An impossible refresh rate, made possible
Every so often a project lands on my bench that makes me grin, because it does the one thing everyone swore couldn't be done. This is one of them: designer Wenting Zhang has built a working Game Boy emulator that runs a beloved retro handheld's library at a full 60 Hz on an e-ink screen. Yes, e-ink, the display technology we all associate with sleepy page turns on an e-reader. Running here on an ESP32-S3 board, it plays smoothly, with touch controls and 3x scaling. If you know how e-paper works, your first reaction is disbelief. Mine was too, until I looked at how it was pulled off.
Why e-ink was supposed to be too slow
Electronic paper draws its images by physically shuffling tiny pigment particles around inside microcapsules using an electric field. That's what gives e-ink its gorgeous, glare-free, paper-like look and its near-zero idle power draw. But moving physical particles takes time. A typical full refresh can take hundreds of milliseconds, and you often see that characteristic black-to-white flash while the panel resettles. For reading a book, that's fine. For a game demanding sixty frames every second, it sounds like a non-starter. The particles simply shouldn't be able to keep up.

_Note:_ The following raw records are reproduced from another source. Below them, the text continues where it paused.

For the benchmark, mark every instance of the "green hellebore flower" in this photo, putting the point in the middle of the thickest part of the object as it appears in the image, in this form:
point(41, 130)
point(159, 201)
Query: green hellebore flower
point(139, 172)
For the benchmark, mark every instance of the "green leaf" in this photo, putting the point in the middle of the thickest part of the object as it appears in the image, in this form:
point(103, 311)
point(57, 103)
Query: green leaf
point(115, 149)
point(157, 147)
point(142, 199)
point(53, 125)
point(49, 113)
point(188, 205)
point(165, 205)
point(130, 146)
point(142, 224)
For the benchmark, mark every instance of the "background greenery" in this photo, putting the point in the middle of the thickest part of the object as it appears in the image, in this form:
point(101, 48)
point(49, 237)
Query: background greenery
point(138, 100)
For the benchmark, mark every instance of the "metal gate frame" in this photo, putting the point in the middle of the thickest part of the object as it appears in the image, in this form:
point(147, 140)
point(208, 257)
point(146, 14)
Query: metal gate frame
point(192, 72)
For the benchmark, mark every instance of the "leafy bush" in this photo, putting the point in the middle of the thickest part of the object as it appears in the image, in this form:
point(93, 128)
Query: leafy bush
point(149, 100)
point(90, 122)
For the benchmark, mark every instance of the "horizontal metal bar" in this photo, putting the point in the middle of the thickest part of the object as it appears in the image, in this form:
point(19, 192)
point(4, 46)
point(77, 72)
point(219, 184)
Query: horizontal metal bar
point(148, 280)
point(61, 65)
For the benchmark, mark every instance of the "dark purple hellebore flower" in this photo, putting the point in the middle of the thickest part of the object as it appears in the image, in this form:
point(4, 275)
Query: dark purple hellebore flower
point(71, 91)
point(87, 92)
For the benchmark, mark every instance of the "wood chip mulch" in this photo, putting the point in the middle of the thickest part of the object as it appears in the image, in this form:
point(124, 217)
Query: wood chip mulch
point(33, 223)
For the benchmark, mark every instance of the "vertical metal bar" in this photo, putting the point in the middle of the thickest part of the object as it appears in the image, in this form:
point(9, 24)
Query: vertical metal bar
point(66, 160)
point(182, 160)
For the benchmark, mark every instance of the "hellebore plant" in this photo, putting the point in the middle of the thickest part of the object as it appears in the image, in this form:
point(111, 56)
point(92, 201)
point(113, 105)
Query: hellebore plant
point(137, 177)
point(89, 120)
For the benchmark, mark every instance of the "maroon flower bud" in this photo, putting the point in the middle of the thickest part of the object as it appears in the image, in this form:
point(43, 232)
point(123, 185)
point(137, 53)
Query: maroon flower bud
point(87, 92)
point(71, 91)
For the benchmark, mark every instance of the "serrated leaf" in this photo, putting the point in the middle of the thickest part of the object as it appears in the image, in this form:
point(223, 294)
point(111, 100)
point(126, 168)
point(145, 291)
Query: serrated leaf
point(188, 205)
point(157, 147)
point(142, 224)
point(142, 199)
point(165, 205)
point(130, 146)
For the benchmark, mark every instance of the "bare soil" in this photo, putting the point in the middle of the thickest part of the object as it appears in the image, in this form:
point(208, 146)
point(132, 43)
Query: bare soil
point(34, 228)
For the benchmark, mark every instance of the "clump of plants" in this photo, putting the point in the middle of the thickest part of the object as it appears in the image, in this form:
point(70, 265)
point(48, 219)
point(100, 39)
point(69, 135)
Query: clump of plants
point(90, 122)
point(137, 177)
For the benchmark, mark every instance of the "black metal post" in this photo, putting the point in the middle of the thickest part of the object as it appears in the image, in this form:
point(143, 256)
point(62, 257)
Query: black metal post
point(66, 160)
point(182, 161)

The clever part: the parallel interface
Here's the hack, and it's a genuinely elegant one. The board in question is the M5Stack PaperS3, which pairs an ESP32-S3 microcontroller with an e-paper panel. The critical detail is how that panel is wired. Most hobbyist e-ink displays are driven over a serial interface, typically SPI, which feeds pixel data one bit-stream at a time. That serial bottleneck is a big part of why those panels feel slow to update.
The PaperS3's panel, by contrast, exposes a parallel interface. Instead of trickling data through a single narrow channel, the controller can push many bits at once, dramatically raising the bandwidth to the display. Zhang leaned into that headroom to perform fast partial refreshes, updating just the regions of the screen that change rather than flashing the whole panel each frame. Combine high-bandwidth parallel writes with tight partial-update logic, and suddenly the panel can be nudged along fast enough to sustain 60 Hz. The physics of the particles didn't change; the plumbing feeding them did.
Squeezing a console into a microcontroller
Getting the display to cooperate is only half the win. The ESP32-S3 also has to run the emulation itself, decoding the handheld's CPU instructions, mixing the display output, and applying that 3x scaling so the small original resolution fills the panel. Layering responsive touch controls on top means the whole loop has to stay tight and predictable. It's a lovely demonstration of how much you can wring out of an inexpensive, widely available microcontroller when you understand exactly where the bottlenecks live and refuse to accept them.
Why this delights me
What I love about this build is that it's pure constructive curiosity. Nobody needed an e-ink Game Boy. It exists because someone looked at a display everyone had written off for motion, spotted an underused parallel bus, and asked "what if?" That's the maker spirit at its best: reading a datasheet closely enough to find the loophole, then building something joyful through it. It also quietly expands what we think e-paper can do, and I suspect other tinkerers will borrow the parallel-refresh trick for their own fast-updating projects.
If you've got a PaperS3 gathering dust, you now have an excellent excuse to fire it up.